Da solo, ma con una consapevolezza: che dopo le nuvole ritorna sempre il sole, come un cammino che riprende, come un pezzetto di utopia realizzato su questa nostra terra.

domenica 20 novembre 2011

Anche il Porcellino nel cimitero delle librerie

E dunque, anche la Libreria del Porcellino non ce la fa più, l'ho letto questa mattina sul giornale. All'elenco delle librerie che chiudono, senza prospettive di riapertura, se ne aggiungerà presto un'altra, che era quasi un'istituzione. Il Porcellino, nel cuore di Firenze, appena dietro Palazzo Vecchio, a un passo dalla fontana del Tacca dove da bambino mi capitava di gettare una monetina per inseguire qualche sogno - e la libreria era già lì, lo era da molto tempo.
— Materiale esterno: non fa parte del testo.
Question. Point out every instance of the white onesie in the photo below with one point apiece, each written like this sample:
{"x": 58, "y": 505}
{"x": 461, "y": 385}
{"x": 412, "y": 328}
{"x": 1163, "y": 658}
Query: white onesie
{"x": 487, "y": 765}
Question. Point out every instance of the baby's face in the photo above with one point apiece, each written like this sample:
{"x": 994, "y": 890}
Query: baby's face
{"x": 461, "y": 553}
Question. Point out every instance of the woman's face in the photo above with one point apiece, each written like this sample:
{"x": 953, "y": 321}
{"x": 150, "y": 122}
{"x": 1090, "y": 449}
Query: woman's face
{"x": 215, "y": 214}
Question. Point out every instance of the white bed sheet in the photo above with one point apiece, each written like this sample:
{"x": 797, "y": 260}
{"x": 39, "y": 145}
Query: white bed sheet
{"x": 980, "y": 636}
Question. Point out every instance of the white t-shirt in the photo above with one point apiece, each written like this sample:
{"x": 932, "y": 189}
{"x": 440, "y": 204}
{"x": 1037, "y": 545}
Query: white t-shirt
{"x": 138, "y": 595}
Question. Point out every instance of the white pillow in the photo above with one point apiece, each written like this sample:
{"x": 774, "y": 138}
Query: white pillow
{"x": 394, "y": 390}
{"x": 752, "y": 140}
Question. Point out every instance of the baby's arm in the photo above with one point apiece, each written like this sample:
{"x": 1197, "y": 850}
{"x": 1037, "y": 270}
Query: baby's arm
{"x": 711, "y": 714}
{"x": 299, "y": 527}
Non che l'abbia frequentata molto, per essere sinceri. Le librerie sono come le amicizie, o come dovrebbero essere le amicizie, le incontri per caso, prosegui per ragioni che ti è difficile indagare, però sai che la fedeltà conta. O magari, semplicemente, il Porcellino non era sulla mia strada.

Però quando passavo lì davanti mi piaceva sbirciare, indugiare davanti alla vetrina che rimandava ad altri tempi, con tutti quei libri stipati, disordine che in realtà pareva ordine dettato dal gusto e dal piacere, non un titolo che non sembrasse scelto. Non mi consola più di tanto nemmeno che possa avere un futuro come libreria on line: è un'altra cosa, comunque.
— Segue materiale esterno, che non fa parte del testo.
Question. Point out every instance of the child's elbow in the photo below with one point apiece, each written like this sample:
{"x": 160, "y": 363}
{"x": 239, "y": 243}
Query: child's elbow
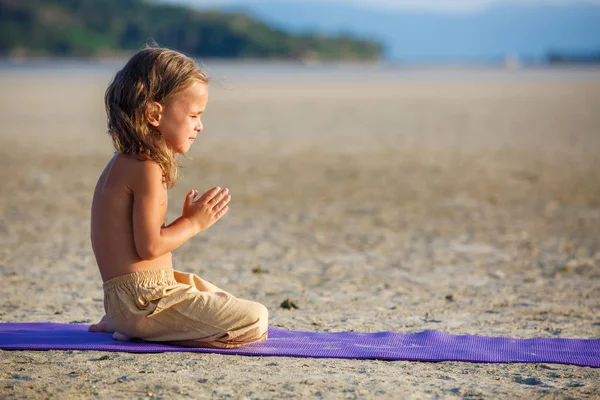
{"x": 148, "y": 252}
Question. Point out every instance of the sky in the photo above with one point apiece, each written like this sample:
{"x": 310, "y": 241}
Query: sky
{"x": 426, "y": 30}
{"x": 450, "y": 6}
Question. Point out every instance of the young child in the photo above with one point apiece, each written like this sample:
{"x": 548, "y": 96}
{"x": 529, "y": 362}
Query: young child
{"x": 154, "y": 106}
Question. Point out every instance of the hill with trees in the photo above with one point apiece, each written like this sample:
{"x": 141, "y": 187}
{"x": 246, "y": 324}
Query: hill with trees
{"x": 85, "y": 28}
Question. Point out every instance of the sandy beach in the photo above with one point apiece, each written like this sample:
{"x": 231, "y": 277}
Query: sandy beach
{"x": 465, "y": 202}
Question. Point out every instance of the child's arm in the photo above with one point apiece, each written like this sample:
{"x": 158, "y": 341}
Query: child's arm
{"x": 151, "y": 238}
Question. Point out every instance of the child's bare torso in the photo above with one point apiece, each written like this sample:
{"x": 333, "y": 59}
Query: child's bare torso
{"x": 111, "y": 223}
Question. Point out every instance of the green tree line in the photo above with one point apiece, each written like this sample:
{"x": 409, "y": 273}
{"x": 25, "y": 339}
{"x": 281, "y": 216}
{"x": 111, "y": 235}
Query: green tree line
{"x": 76, "y": 28}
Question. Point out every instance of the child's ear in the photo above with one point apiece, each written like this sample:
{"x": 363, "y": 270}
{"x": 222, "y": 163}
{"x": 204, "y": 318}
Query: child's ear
{"x": 153, "y": 113}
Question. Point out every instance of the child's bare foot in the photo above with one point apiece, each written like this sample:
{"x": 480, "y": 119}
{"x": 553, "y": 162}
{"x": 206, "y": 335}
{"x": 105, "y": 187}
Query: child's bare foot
{"x": 121, "y": 337}
{"x": 101, "y": 326}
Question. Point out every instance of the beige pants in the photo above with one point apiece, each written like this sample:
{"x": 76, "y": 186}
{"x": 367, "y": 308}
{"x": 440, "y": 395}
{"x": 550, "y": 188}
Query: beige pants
{"x": 180, "y": 308}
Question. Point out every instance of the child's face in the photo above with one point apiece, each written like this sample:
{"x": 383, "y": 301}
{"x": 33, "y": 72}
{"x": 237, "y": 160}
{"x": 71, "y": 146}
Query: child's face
{"x": 179, "y": 120}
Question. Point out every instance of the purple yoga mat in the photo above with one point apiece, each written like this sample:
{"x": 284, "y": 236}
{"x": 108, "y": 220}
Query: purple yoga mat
{"x": 422, "y": 346}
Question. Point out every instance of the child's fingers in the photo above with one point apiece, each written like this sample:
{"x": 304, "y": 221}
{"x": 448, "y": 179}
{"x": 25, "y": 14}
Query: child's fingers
{"x": 222, "y": 203}
{"x": 219, "y": 197}
{"x": 222, "y": 212}
{"x": 209, "y": 194}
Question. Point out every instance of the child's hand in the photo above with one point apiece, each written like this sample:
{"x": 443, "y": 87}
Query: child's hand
{"x": 207, "y": 209}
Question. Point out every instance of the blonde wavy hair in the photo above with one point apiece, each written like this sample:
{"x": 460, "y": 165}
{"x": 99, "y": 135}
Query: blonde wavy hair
{"x": 153, "y": 74}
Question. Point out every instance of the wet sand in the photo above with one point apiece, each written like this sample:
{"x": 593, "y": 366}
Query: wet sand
{"x": 470, "y": 206}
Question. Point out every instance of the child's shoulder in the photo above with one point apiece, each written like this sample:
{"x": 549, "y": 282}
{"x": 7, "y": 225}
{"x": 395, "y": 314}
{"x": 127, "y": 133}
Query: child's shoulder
{"x": 136, "y": 170}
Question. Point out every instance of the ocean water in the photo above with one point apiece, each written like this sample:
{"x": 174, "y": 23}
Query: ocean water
{"x": 220, "y": 70}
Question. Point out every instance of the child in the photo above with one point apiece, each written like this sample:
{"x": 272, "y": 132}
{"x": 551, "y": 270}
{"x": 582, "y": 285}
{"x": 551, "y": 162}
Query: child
{"x": 154, "y": 105}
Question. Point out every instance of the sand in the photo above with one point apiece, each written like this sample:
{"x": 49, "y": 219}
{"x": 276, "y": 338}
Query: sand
{"x": 462, "y": 201}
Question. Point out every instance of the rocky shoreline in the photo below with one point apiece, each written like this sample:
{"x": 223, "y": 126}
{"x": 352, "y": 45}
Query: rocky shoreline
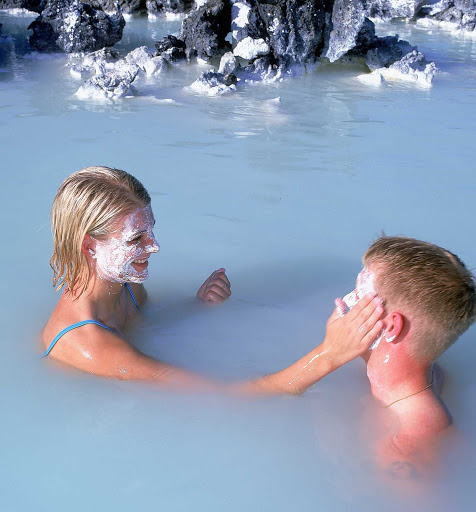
{"x": 245, "y": 40}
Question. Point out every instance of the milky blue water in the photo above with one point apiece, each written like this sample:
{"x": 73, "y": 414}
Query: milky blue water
{"x": 287, "y": 196}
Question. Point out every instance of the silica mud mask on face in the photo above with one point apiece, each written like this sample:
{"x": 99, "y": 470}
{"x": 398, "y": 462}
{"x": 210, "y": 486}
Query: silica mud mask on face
{"x": 123, "y": 256}
{"x": 363, "y": 285}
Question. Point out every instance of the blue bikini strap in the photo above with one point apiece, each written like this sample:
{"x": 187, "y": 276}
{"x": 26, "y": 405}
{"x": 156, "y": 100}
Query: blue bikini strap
{"x": 70, "y": 328}
{"x": 133, "y": 296}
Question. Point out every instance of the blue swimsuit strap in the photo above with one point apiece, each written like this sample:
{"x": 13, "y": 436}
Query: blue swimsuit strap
{"x": 70, "y": 328}
{"x": 133, "y": 296}
{"x": 84, "y": 322}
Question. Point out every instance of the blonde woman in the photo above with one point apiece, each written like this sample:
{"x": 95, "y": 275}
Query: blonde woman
{"x": 103, "y": 238}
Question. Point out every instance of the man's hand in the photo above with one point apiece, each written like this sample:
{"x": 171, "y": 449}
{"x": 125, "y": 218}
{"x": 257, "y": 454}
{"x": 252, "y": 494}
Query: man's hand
{"x": 216, "y": 288}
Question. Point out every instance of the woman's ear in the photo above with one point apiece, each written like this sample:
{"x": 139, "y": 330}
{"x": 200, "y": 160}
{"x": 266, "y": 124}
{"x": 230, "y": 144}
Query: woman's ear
{"x": 89, "y": 245}
{"x": 394, "y": 323}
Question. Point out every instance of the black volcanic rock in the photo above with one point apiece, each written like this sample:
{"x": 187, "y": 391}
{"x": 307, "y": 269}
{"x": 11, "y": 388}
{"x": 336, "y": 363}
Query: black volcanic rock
{"x": 30, "y": 5}
{"x": 74, "y": 27}
{"x": 171, "y": 48}
{"x": 204, "y": 30}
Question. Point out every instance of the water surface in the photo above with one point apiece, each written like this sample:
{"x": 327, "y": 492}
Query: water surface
{"x": 286, "y": 194}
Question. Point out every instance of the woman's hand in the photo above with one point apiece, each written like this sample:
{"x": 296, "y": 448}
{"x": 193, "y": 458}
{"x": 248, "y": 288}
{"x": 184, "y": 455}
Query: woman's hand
{"x": 351, "y": 335}
{"x": 216, "y": 288}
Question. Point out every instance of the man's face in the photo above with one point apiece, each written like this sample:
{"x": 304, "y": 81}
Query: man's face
{"x": 364, "y": 284}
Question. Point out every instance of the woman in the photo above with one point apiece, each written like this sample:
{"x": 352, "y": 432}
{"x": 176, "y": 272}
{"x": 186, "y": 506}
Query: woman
{"x": 103, "y": 237}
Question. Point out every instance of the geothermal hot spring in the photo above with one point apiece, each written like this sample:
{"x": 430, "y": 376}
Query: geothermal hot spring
{"x": 285, "y": 185}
Mi è venuta in mente la libreria di Charing Cross 84, Londra, autentica protagonista di un bellissimo film di tanti anni. Mi è venuta in mente la libreria di Buenos Aires raccontata e rimpianta da Tito Barbini nel suo bellissimo ultimo libro, Il cacciatore d'ombre (Vallecchi). Me ne sono venute in mente alcune altre, che mi mancano.
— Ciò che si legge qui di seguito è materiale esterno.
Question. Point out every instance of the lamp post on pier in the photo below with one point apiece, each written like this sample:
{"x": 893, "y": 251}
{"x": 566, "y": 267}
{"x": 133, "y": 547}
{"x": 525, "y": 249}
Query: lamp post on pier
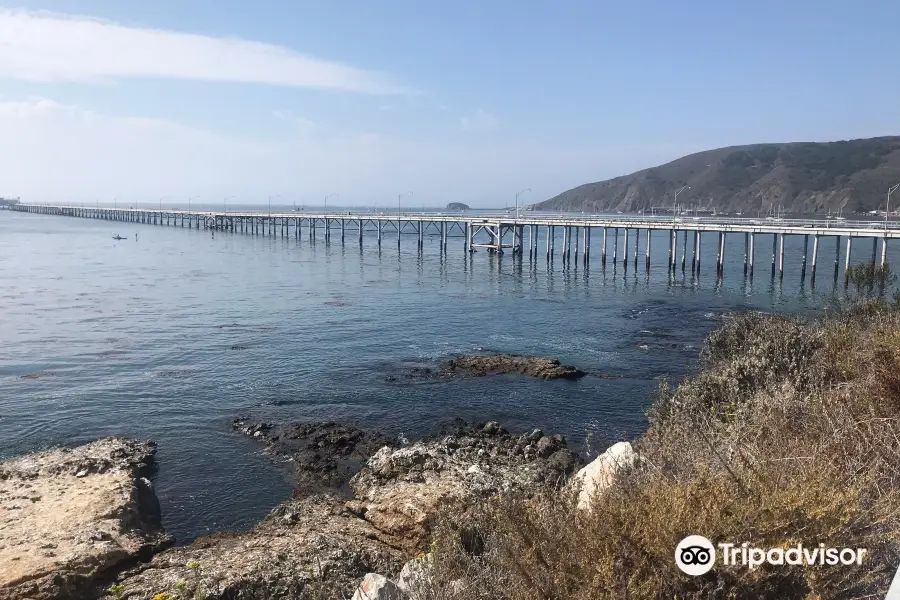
{"x": 399, "y": 212}
{"x": 270, "y": 202}
{"x": 675, "y": 205}
{"x": 887, "y": 209}
{"x": 326, "y": 201}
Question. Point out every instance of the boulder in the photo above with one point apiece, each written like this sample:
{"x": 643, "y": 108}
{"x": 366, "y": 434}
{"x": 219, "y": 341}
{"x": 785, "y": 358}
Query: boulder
{"x": 70, "y": 516}
{"x": 479, "y": 365}
{"x": 599, "y": 474}
{"x": 306, "y": 547}
{"x": 415, "y": 577}
{"x": 324, "y": 455}
{"x": 401, "y": 490}
{"x": 377, "y": 587}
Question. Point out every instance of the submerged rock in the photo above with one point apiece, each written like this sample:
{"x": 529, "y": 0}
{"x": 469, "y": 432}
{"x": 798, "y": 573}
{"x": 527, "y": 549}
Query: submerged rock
{"x": 497, "y": 364}
{"x": 401, "y": 490}
{"x": 326, "y": 455}
{"x": 70, "y": 516}
{"x": 377, "y": 587}
{"x": 306, "y": 548}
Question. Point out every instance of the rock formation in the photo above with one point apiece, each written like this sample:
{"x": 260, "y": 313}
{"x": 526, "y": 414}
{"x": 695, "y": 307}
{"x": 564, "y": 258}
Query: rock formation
{"x": 70, "y": 516}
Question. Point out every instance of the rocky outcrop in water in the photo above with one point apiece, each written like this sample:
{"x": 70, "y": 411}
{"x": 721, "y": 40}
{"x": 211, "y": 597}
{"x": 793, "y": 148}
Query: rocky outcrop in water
{"x": 75, "y": 521}
{"x": 325, "y": 455}
{"x": 306, "y": 548}
{"x": 498, "y": 364}
{"x": 401, "y": 490}
{"x": 70, "y": 516}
Un'altra adesso fa loro compagnia, nel cimitero delle librerie che c'erano e non ci sono più.

giovedì 13 ottobre 2011

Tutto ciò che serve a un libro di viaggi

Leggetelo tutto, perché merita, ma leggete con particolare attenzione le prime pagine de Il cacciatore di ombre (Vallecchi, collana Off the road), il libro che Tito Barbini dedica a quello straordinario personaggio che fu Don Patagonia, cioé Alberto Maria De Agostini, missionario ed esploratore di altri tempi riscoperto attraverso un viaggio in Argentina.

Leggete quelle pagine perché c'è tutto o quasi tutto quello che si deve pretendere dalla letteratura di viaggi.

Dice Tito:

Mi viene da  chiedermi se una storia può essere raccontata da uno scrittore senza che ci metta dentro la sua immaginazione

E ha ragione, Tito, perché la letteratura di viaggio non può essere solo resoconto, diario, cronaca, ha bisogno di quella immaginazione che Giacomo Leopardi definiva la prima fonte della felicità umana.

Dice Tito:

Ho sempre pensato che le storie di viaggio non siano mai storie personali

E ha ragione, Tito, perché il racconto di viaggio è in primo luogo viaggio condiviso.

Dice ancora Tito di non preoccuparsi troppo del tempo e dello spazio che prova a separarci, tanto anche le storie più distanti possono camminare insieme.

E se ci pensate, i nostri viaggi non sono mai solo spazio, sono sempre anche nel tempo.